4 Answers
Hi Chris,
Thanks for pointing this out. Yes, I got ahead of myself in the lecture and omitted the encrypted snap step. You are correct. You have to copy a snap to another snap with the encryption setting ticked (and KMS key selected) and then you can use that new encrypted snap to create a new volume. I’ll add that to my edit it.
–Scott
The video is correct. You DO can restore unencrypted snapshot DIRECTLY to encrypted volume, go try yourself.
From the Snapshot -> Create Volume console, "To create an encrypted volume, select the Encrypted box and choose the master key you want to use when encrypting the volume. Volumes that are created from encrypted snapshots are automatically encrypted, and volumes that are created from unencrypted snapshots are automatically unencrypted. if you wish to encrypt volume from unencrypted snapshot then check mark Encryption".
I disagree, you cannot create an encrypted volume from an unencrypted snapshot. I’ve just tested that right now, the volume you create from an unencrypted snapshot is set to unencrypted and you cannot change that.
It seems that you can now. I just tested it again. And i’ve been able to restore an encrypted EBS volume from an unencrypted Snapshot. In the console,the "Encryption" tick box is now enabled. I suspect an update of feature.
Only way to create an encrypted volume from the unencrypted snapshot is
- copy the unencrypted snapshot to same region(Volumes are AZ basis but Snapshots are Region basis) with ticking "Encrypt this snapshot"
- Then create the volume from that copied snapshot
The doco from OP’s URL states it is possible and I can confirm that it does work as I just tried it.
Specifically:
(1) Create unencrypted volume;
(2) Create unencrypted snapshot of unencrypted volume;
(3) Create new volume from unencrypted snapshot, ticking "encrypted" box and selecting the encryption key (CMK);
(4) Encrypted volume is created successfully from unencrypted snapshot.
Vote +1 for this process.
I confirm this is now working indeed. Could that be some update in AWS services?

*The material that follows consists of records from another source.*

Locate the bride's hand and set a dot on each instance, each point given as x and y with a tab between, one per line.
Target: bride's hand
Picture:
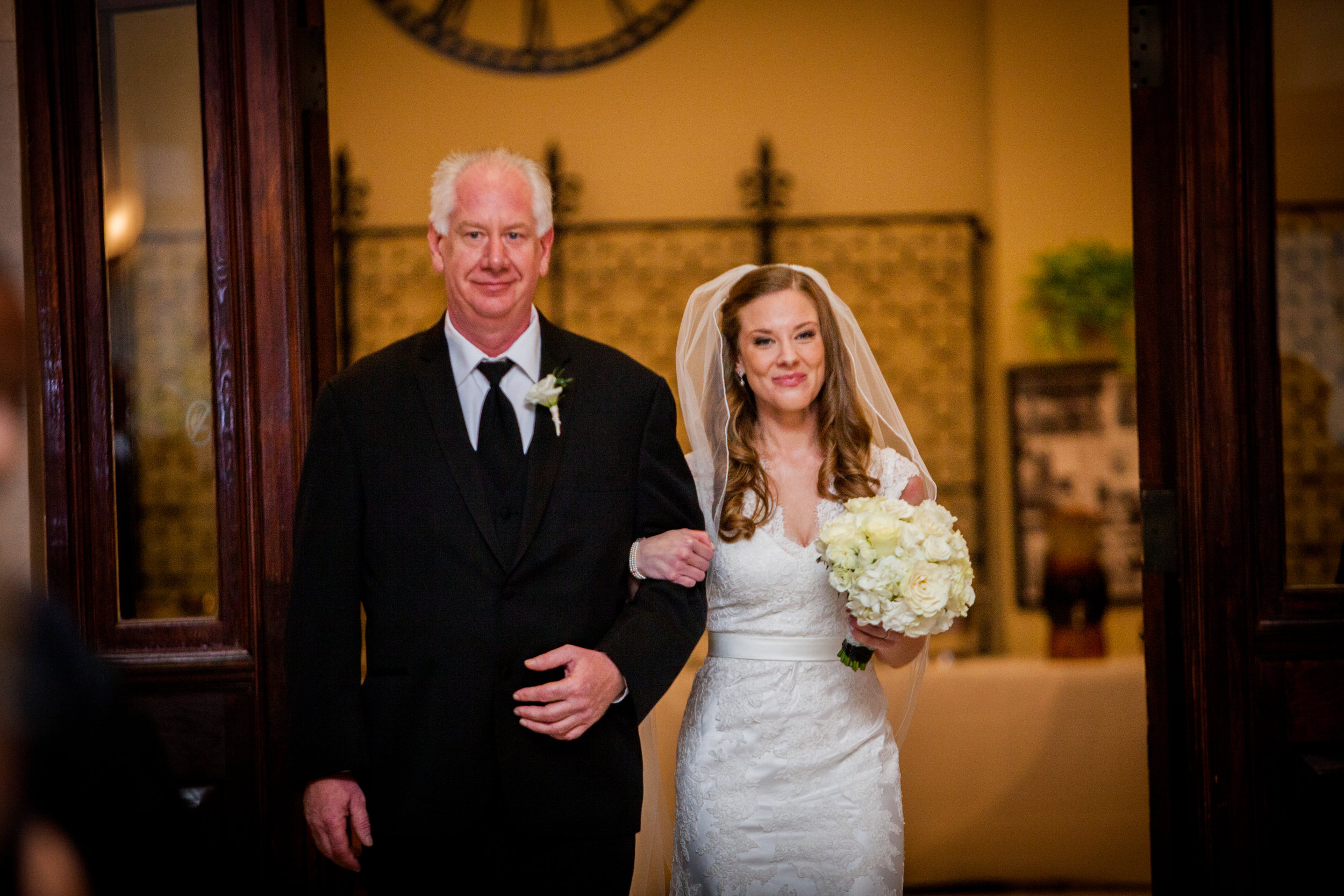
891	648
681	556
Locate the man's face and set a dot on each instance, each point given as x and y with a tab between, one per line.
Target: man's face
491	257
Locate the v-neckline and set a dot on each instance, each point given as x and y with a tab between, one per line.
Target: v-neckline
777	528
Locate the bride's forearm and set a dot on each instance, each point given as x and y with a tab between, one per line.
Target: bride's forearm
904	652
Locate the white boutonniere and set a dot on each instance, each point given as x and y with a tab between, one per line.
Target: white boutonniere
547	394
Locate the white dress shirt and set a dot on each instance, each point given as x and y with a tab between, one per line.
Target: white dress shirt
472	386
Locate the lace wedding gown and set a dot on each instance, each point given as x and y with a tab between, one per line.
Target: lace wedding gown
787	776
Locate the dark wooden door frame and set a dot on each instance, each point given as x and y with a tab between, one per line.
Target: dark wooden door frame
1222	632
273	343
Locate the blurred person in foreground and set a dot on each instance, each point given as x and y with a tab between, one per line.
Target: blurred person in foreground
87	805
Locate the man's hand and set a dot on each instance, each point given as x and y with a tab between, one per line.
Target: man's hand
332	806
573	704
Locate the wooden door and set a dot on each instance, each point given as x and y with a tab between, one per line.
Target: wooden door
181	272
1245	673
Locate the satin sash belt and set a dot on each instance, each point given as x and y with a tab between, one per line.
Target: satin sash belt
760	647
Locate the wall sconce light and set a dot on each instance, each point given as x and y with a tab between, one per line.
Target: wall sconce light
124	218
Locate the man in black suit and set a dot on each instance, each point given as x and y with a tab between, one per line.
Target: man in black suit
507	663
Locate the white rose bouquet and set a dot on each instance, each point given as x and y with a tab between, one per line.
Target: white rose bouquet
904	569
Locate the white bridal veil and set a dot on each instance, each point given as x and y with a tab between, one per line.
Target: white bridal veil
702	367
702	364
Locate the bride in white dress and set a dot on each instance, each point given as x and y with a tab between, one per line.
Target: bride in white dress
788	777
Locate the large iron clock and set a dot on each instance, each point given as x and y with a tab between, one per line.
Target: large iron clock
444	25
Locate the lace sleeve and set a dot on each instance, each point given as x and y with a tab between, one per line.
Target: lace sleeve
894	470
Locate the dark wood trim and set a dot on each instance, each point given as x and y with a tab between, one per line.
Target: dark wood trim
1221	632
273	343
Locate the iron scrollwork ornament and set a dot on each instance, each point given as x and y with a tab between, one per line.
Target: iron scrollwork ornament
442	26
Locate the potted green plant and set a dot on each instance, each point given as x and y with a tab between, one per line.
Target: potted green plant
1084	293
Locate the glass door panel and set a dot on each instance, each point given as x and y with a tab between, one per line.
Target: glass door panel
1310	164
159	310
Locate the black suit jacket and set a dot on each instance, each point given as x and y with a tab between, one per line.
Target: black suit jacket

Does it need to be KMS? Wonder about SSE-S3. I’m wondering about sharing encrypted AMIs within big organization having different accounts and footprint in different regions. KMS would make it impossible, as it is locks to region. Maybe automated pipelines for generating sharing and coping AMI that would be encrypted at destination? At least before AWS agrees to sharing secrets across regions (what probably won’t happen as it would make KMS hardware key management useless)
This was a big headache for us trying to set up DR with Cloud Protection Manager (the region specificity), but fortunately the application handles it now. I think we are using an automated solution to share AMI’s though. I’ll respond again if I have more info.